Walter Benjamin pensaba que toda la obra de Kafka representaba un código de gestos que, para el autor, no poseían significado simbólico seguro, por lo que él mismo tenía que buscarlo en diversos contextos. Lo mismo podría decirse respecto de la propia vida de Kafka, tan ajena a su escritura y, sin embargo, tan asediada por ella, tan auscultada, tematizada: traumatizada. Los relojes, diría el propio Kafka, no marchan al unísono. Hay una extranjería radical y nociva, terriblemente pura, que marca su existencia. Una extrañeza, por decir así, ontológica, que es la fuente misma de sus ficciones, y el núcleo duro de todos sus desarreglos vitales. Kafka, un solterón, habita el mundo desde una íntima y brutal lejanía de solitario. Los acontecimientos que ante él –o en él- se suceden son vistos como sucesos dubitables, entidades bizarras y metamórficas, volubles como el humo; risibles o trágicas –casi oníricas- como una representación. Por eso, como también notara Benjamin, en el escritor checo el gesto, el análisis y recorrido del gesto, es lo decisivo. El gesto supone el centro mismo de los acontecimientos. Conseguir delimitarlo o trazarlo en su máxima concentración significará alcanzar el sentido en fuga, atraparlo en una figura de inteligibilidad.

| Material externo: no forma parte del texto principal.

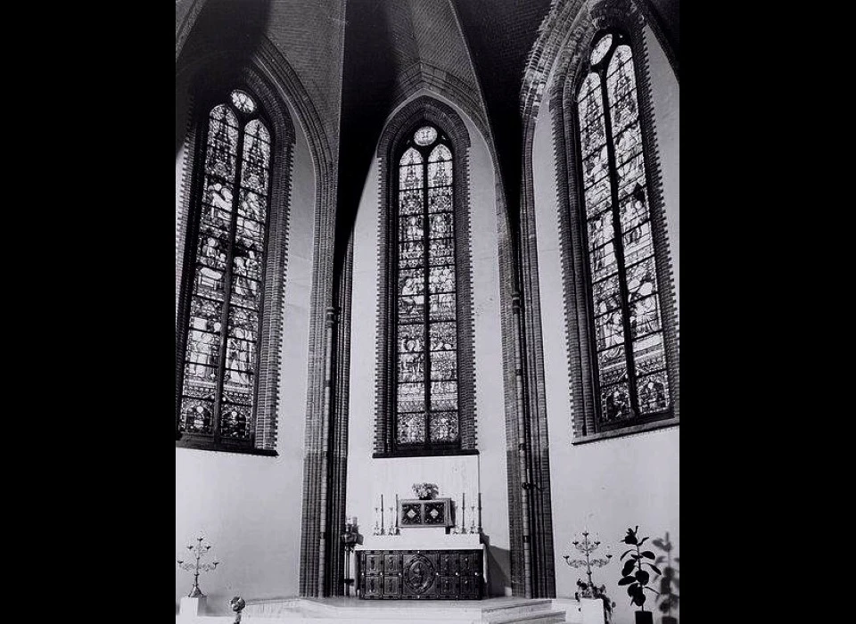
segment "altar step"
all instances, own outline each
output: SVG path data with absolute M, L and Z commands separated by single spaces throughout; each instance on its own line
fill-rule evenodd
M 218 619 L 199 618 L 196 624 L 215 624 Z M 291 598 L 251 601 L 242 624 L 350 624 L 384 622 L 412 624 L 555 624 L 566 621 L 565 611 L 553 602 L 520 598 L 480 601 L 358 600 L 355 598 Z M 177 620 L 177 624 L 186 620 Z

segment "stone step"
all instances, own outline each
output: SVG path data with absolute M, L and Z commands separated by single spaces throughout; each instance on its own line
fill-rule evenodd
M 566 614 L 564 611 L 561 609 L 551 609 L 550 611 L 545 612 L 500 616 L 495 620 L 483 620 L 482 621 L 490 621 L 490 624 L 525 624 L 527 622 L 533 622 L 535 624 L 555 624 L 556 622 L 564 622 L 565 619 Z

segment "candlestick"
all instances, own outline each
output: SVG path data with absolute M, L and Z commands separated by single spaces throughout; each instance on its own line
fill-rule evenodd
M 479 534 L 482 533 L 482 492 L 479 492 Z
M 461 533 L 466 533 L 466 492 L 461 492 Z
M 205 538 L 203 537 L 200 536 L 196 538 L 195 546 L 193 544 L 187 546 L 187 550 L 190 551 L 191 556 L 193 557 L 195 561 L 191 562 L 185 562 L 183 559 L 176 560 L 178 562 L 179 568 L 185 571 L 193 572 L 193 587 L 191 589 L 190 594 L 187 595 L 191 598 L 198 598 L 205 595 L 199 588 L 199 573 L 210 572 L 219 564 L 218 561 L 214 561 L 210 563 L 200 563 L 200 561 L 205 557 L 211 549 L 210 544 L 202 544 L 202 540 L 204 539 Z

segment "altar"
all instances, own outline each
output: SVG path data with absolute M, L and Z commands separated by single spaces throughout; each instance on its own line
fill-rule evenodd
M 481 600 L 486 577 L 481 532 L 457 533 L 451 500 L 399 501 L 395 528 L 356 546 L 363 600 Z M 474 527 L 474 523 L 473 523 Z
M 418 537 L 366 536 L 357 546 L 358 594 L 364 600 L 481 600 L 486 572 L 481 538 L 442 529 Z

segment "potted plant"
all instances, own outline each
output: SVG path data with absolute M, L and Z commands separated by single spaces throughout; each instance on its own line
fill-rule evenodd
M 662 575 L 663 572 L 656 565 L 646 561 L 646 559 L 654 561 L 656 557 L 650 550 L 642 550 L 642 545 L 648 538 L 639 539 L 638 535 L 639 527 L 637 525 L 636 529 L 628 529 L 627 535 L 621 540 L 622 543 L 631 546 L 633 548 L 624 551 L 621 556 L 621 561 L 624 561 L 624 557 L 630 555 L 624 562 L 624 567 L 621 568 L 621 579 L 618 581 L 618 584 L 627 586 L 627 595 L 630 596 L 630 603 L 640 608 L 640 611 L 636 612 L 636 624 L 654 624 L 654 614 L 650 611 L 645 610 L 646 597 L 645 590 L 647 589 L 649 592 L 658 595 L 659 592 L 648 587 L 651 574 L 643 566 L 648 566 L 657 575 Z M 636 552 L 634 552 L 634 549 Z
M 672 609 L 678 608 L 679 596 L 676 590 L 680 588 L 680 579 L 678 578 L 679 571 L 671 565 L 671 551 L 674 546 L 669 539 L 668 531 L 665 538 L 663 539 L 657 538 L 651 543 L 665 553 L 665 555 L 657 556 L 654 562 L 657 565 L 666 564 L 663 569 L 663 576 L 660 577 L 660 597 L 657 598 L 659 603 L 657 608 L 663 613 L 662 624 L 678 624 L 678 618 L 671 615 Z M 675 562 L 679 563 L 680 558 L 675 557 Z
M 413 493 L 419 500 L 433 500 L 440 493 L 436 483 L 414 483 Z

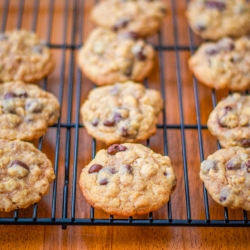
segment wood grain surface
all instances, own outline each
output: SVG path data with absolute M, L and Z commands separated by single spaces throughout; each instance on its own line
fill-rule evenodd
M 212 90 L 193 81 L 187 68 L 190 50 L 174 50 L 178 46 L 182 48 L 190 46 L 188 24 L 185 18 L 186 1 L 165 0 L 165 2 L 169 11 L 164 20 L 161 35 L 151 37 L 149 42 L 156 47 L 161 42 L 169 49 L 158 53 L 155 68 L 148 78 L 147 85 L 160 90 L 165 95 L 167 124 L 176 125 L 183 122 L 186 125 L 197 125 L 197 116 L 199 116 L 201 123 L 205 125 L 213 108 Z M 80 45 L 94 28 L 94 24 L 90 21 L 90 10 L 95 3 L 94 0 L 0 0 L 1 31 L 15 28 L 34 30 L 53 45 L 52 52 L 57 66 L 45 81 L 38 84 L 62 99 L 61 124 L 74 124 L 77 121 L 78 93 L 82 103 L 94 86 L 79 73 L 76 65 L 77 50 L 71 45 Z M 75 4 L 77 4 L 76 9 Z M 195 45 L 201 43 L 196 36 L 192 39 Z M 62 44 L 65 44 L 65 49 L 56 46 Z M 160 85 L 161 81 L 164 83 L 163 88 Z M 217 101 L 227 94 L 226 91 L 216 92 Z M 198 97 L 197 100 L 196 97 Z M 200 109 L 199 113 L 197 113 L 197 107 Z M 159 124 L 162 124 L 162 119 L 161 115 Z M 150 147 L 154 151 L 167 153 L 170 156 L 177 175 L 177 188 L 171 197 L 172 214 L 175 219 L 187 219 L 183 166 L 188 170 L 191 219 L 205 220 L 206 218 L 199 167 L 203 158 L 217 150 L 217 142 L 206 129 L 203 129 L 200 147 L 199 133 L 195 128 L 194 126 L 193 129 L 184 129 L 182 133 L 179 128 L 169 127 L 166 138 L 163 130 L 158 129 L 156 135 L 150 139 Z M 80 127 L 78 149 L 76 149 L 75 132 L 74 127 L 67 129 L 61 126 L 60 138 L 58 138 L 57 128 L 52 127 L 42 140 L 42 151 L 53 163 L 57 159 L 55 152 L 58 145 L 58 173 L 55 184 L 56 217 L 58 218 L 65 212 L 62 209 L 64 180 L 65 176 L 67 177 L 65 166 L 69 167 L 67 216 L 70 218 L 73 166 L 76 164 L 76 182 L 78 182 L 81 169 L 92 158 L 92 138 L 87 135 L 84 128 Z M 163 147 L 164 140 L 167 145 L 166 152 Z M 38 143 L 38 140 L 34 141 L 35 145 Z M 146 144 L 146 142 L 142 143 Z M 96 148 L 97 150 L 106 148 L 106 145 L 97 142 Z M 51 192 L 38 203 L 37 217 L 51 217 L 52 189 L 53 187 Z M 208 200 L 211 219 L 223 220 L 224 209 L 210 197 Z M 90 207 L 76 185 L 75 217 L 88 217 L 89 211 Z M 18 216 L 30 218 L 32 213 L 31 206 L 20 210 Z M 95 211 L 95 216 L 109 218 L 109 215 L 102 211 Z M 0 218 L 3 217 L 12 218 L 13 212 L 0 213 Z M 147 215 L 135 218 L 147 218 Z M 166 219 L 167 205 L 154 212 L 154 218 Z M 229 210 L 229 219 L 242 220 L 242 211 Z M 0 225 L 0 249 L 249 249 L 249 233 L 249 228 L 68 226 L 67 230 L 62 230 L 61 226 Z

He ahí el trabajo ansioso, asfixiante –rodeado continuamente de incertidumbres e improbabilidad- de la escritura para Kafka. Sus dibujos, que ahora salen a la luz en la edición preparada por Niels Bokhove y Marijke van Dorst para la editorial Sexto Piso, forman parte de ese mismo universo textual. Kafka, de creer a Gustav Janouch, los consideraba, en este sentido, como una suerte de código privado, de lenguaje jeroglífico en que él trataba de exorcizar sus propios demonios y pasiones antiguas. De hecho, Kafka, a menudo, insertaba sus grafismos, sus trazos rápidos y sus figuras grotescas en medio de sus escritos; lo cual, lamentablemente, no queda demasiado claro en la edición que comentamos; a veces por culpa ya del propio legatario de los dibujos, Max Brod, que los arrancó de su lugar originario, para convertirlos en lo que nunca fueron: imágenes autónomas, exentas de su territorio verbal. En otras ocasiones, el criterio de edición no permite respetar la dimensión original del trazo, lo que dificulta enormemente la legibilidad, la concreción escalar de la imagen, algo esencial tratándose de Kafka, siempre tan preciso, tan minucioso. En todo caso, esta cuarentena de dibujos que ha salido a la luz –sabemos que hay más que reposan en los archivos legados por Brod- responden punto por punto, en su misma diversidad estilística, a las obsesiones comunes del escritor, buen aficionado, por lo demás, a las artes plásticas.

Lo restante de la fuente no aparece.